Both women were lying low yesterday, although Oliver issued an apology to Robbins and "all the other athletes at the function" through Rowing Australia, the sport's national association. She will face a hearing before a disciplinary committee in Melbourne on Wednesday, where she could be suspended or reprimanded and fined. There has been bad blood ever since the lost final. Robbins' team-mates threatened to throw her into the water after she collapsed 350 metres from the finish line and lay back in the boat. Back home, the newspapers called this un-Australian and her "Lay Down Sally". The race was won by Romania. Romania!

Fellow rowers excoriated Robbins in a series of public attacks and, at a press conference called in an attempt to present a picture of unity, the women could barely contain their anger.
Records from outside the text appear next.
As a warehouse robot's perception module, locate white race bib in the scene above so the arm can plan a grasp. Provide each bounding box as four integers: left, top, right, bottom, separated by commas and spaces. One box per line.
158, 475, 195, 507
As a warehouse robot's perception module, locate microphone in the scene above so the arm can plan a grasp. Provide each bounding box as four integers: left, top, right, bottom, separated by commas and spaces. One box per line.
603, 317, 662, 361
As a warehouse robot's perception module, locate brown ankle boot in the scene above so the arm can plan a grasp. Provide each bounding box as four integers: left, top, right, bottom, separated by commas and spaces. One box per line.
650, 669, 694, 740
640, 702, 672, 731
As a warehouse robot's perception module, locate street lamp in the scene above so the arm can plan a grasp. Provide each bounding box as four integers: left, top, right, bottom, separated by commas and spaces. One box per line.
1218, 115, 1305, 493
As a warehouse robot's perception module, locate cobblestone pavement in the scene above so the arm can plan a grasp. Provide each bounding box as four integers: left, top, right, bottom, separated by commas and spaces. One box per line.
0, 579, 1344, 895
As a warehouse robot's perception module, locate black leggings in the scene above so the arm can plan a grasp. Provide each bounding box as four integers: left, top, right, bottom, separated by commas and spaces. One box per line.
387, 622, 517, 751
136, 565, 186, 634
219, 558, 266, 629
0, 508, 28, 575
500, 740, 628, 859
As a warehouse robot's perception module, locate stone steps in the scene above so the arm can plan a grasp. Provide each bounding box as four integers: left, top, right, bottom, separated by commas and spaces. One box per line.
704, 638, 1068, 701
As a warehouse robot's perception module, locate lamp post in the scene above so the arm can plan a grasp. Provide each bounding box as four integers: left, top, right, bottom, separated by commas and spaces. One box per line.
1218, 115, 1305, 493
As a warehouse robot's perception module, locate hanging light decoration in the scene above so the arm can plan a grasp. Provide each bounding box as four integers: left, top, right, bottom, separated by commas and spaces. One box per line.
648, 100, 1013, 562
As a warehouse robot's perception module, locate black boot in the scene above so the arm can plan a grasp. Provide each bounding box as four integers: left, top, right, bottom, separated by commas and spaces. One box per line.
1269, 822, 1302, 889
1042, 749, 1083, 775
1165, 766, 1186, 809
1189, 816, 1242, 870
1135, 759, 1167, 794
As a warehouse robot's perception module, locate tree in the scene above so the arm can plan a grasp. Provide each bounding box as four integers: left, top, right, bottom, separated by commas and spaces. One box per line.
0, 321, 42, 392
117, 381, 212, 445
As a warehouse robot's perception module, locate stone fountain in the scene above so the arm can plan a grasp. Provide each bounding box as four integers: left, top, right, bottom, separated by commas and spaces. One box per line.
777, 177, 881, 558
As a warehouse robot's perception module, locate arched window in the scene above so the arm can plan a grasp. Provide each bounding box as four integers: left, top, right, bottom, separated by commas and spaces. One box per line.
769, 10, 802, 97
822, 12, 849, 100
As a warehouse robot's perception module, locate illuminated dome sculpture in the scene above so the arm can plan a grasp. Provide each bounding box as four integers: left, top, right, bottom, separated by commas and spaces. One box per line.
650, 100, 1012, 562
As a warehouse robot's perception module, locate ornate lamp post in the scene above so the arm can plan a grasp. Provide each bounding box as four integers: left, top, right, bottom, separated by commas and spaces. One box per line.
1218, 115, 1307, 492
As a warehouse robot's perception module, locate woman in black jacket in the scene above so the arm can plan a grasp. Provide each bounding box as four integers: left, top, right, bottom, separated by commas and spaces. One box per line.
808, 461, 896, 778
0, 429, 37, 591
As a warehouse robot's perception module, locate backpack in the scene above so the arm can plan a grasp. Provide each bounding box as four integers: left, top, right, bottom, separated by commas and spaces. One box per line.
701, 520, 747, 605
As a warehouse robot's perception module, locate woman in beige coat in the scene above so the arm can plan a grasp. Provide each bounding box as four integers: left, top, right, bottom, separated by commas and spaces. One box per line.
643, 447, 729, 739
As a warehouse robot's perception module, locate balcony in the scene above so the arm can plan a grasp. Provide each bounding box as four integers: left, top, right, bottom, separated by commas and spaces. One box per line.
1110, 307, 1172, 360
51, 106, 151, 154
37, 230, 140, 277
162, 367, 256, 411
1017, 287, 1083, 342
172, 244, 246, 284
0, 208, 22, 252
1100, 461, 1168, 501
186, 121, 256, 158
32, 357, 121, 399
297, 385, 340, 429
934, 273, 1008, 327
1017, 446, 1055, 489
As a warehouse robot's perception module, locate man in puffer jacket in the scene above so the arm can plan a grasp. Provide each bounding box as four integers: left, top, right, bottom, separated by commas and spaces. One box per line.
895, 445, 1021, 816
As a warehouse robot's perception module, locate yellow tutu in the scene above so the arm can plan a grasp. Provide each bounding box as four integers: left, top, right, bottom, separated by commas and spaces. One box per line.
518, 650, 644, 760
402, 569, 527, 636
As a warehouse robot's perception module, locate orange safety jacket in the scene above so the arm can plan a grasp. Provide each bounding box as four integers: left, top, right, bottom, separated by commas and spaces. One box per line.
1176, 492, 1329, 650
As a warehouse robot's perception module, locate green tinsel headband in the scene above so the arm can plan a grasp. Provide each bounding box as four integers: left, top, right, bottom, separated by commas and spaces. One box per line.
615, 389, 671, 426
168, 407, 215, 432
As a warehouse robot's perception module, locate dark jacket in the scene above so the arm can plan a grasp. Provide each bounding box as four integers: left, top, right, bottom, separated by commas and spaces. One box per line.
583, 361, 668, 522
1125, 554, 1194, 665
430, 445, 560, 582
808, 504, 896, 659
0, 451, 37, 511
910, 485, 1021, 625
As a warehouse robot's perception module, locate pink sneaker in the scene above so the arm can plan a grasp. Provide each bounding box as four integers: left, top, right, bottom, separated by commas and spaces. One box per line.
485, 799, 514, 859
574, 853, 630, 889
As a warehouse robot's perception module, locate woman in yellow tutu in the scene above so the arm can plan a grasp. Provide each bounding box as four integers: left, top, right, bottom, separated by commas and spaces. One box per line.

Oliver, trembling with fury, claimed that "we're not punching each other, we're not fighting with each other". Another team-mate, Kyeema Doyle, said that she would never row with Robbins again.

The criticism continued in the ensuing weeks, despite Rowing Australia ordering it to halt. Doyle lambasted Robbins in her local Sydney newspaper, The Manly Daily.

The women received counselling after their return to Australia, but this clearly failed to put paid to the tension between the women which erupted in spectacular fashion at the celebratory dinner, once a few drinks had been consumed.

According to witnesses, Oliver abruptly got up from a conversation with the men's rowing head coach, Noel Donaldson, walked up to Robbins and hit her. Athletes and officials looked on in astonishment as Robbins hurried to the lavatory. Mr Donaldson told The Australian newspaper that the incident was "disappointing and regrettable".

He said: "I can't comment on what may or may not have happened in the women's toilet, but what I witnessed was a fairly mild incident. By my reckoning, it was the culmination of a continuing concern among the group that made up the women's eight crew."

Katie Foulkes, coxswain of the women's eight, told The Sydney Morning Herald: "I've told all the girls to try and keep their emotions in a little bit more. I'm not sure what triggered [the confrontation], but I'm quite sure it wasn't Sally who started it."

Robbins, who has said she will not press charges against Oliver, is staying with her close friend, Jana Pittman, a 400m hurdler, who persuaded her to attend the dinner. She plans to take a year off rowing and study sports journalism in Perth.

Her coach, Antonio Maurogiovanni, said: "This has been very emotional for her, but she is a strong girl and I think she will continue [rowing]. It should have been handled better."